En la madrugada del pasado sábado Ricardo “Piri” Gómez volvió a ser noticia. Se trata del sujeto que en 2005 estando ebrio atropelló y mató con su moto Romina Chirino (16) cuando intentaba tocarle la cola a la salida de un boliche. Esta vez volvió a embestir a otra persona, en pleno centro de Media Agua. En esta oportunidad el hecho sucedió en la madrugada del pasado sábado en calle José Ares antes de llegar a Uruguay. Según afirmaron dos jóvenes que fueron testigos del hecho, Luis Quiroga (45) venía caminado por Ares cuando este sujeto lo embistió con un Volkswagen Polo de color azul. Luego se dio a la fuga dejando a la víctima en grave estado. Las testigos dieron aviso a la policía y a la ambulancia.
Hace 11 años atropelló y mató a una joven estando ebrio, ahora embistió a otra persona y se fugó
Según afirmó la familia de Quiroga, al hombre le diagnosticaron un severo politraumatismo con golpes complicados en la cabeza y cortes en la espalda y las piernas. Y si bien ya se encuentra dado de alta, la indignación por parte de vecinos y familiares de Chirino no tardo en gestarse, al darse cuenta que el mimo sujeto que fue noticia a nivel nacional en 2005 vuelve a estar envuelto en la polémica.

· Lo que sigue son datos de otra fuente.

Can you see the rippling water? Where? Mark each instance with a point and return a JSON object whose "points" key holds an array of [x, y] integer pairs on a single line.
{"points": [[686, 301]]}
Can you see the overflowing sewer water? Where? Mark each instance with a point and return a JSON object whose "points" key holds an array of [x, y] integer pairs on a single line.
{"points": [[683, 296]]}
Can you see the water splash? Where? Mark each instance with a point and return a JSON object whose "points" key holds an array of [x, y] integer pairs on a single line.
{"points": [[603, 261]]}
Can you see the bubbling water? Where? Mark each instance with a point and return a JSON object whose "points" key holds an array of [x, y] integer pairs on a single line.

Luego de que lo atropelló y se fugó, Gómez se presentó en la comisaria 6ta de Sarmiento con el parabrisas de su vehículo destrozado por el impacto. Fue llevado a la Central de policía para realizarle el examen de dosaje y quedó en libertad. El hombre que atropelló “Piri” Gómez en esta oportunidad es un trabajador rural que enviudo y se encarga de la crianza de 5 hijos en Media Agua. " A mi la bronca que más me da es que dejó a mi hermano tirado, yo hice la denuncia pero todo quedó en la nada porque el "Piri" está en libertad" sostuvo Cristián Quiroga, hermano del hombre atropellado el pasado sábado.
Ante estos hechos desde la familia chirino expresaron que “es una mezcla de dolor, de rabia de indignación, no se puede creer tanta impunidad, tanta porquería, este hombre es una lacra, se burla de la gente de nuestra familia, esta lacra tendría que estar preso, a mi hija la mató, este hombre se ha salvado pero podría haber sido otra víctima” sostuvo Clara Quiroga la madre de la joven fallecida en 2005. Y agregó que “esto es revivir todo el dolor. Queremos que se haga saber y que se haga justicia, porque mañana será otra víctima más” sostuvo a Tiempo de San Juan.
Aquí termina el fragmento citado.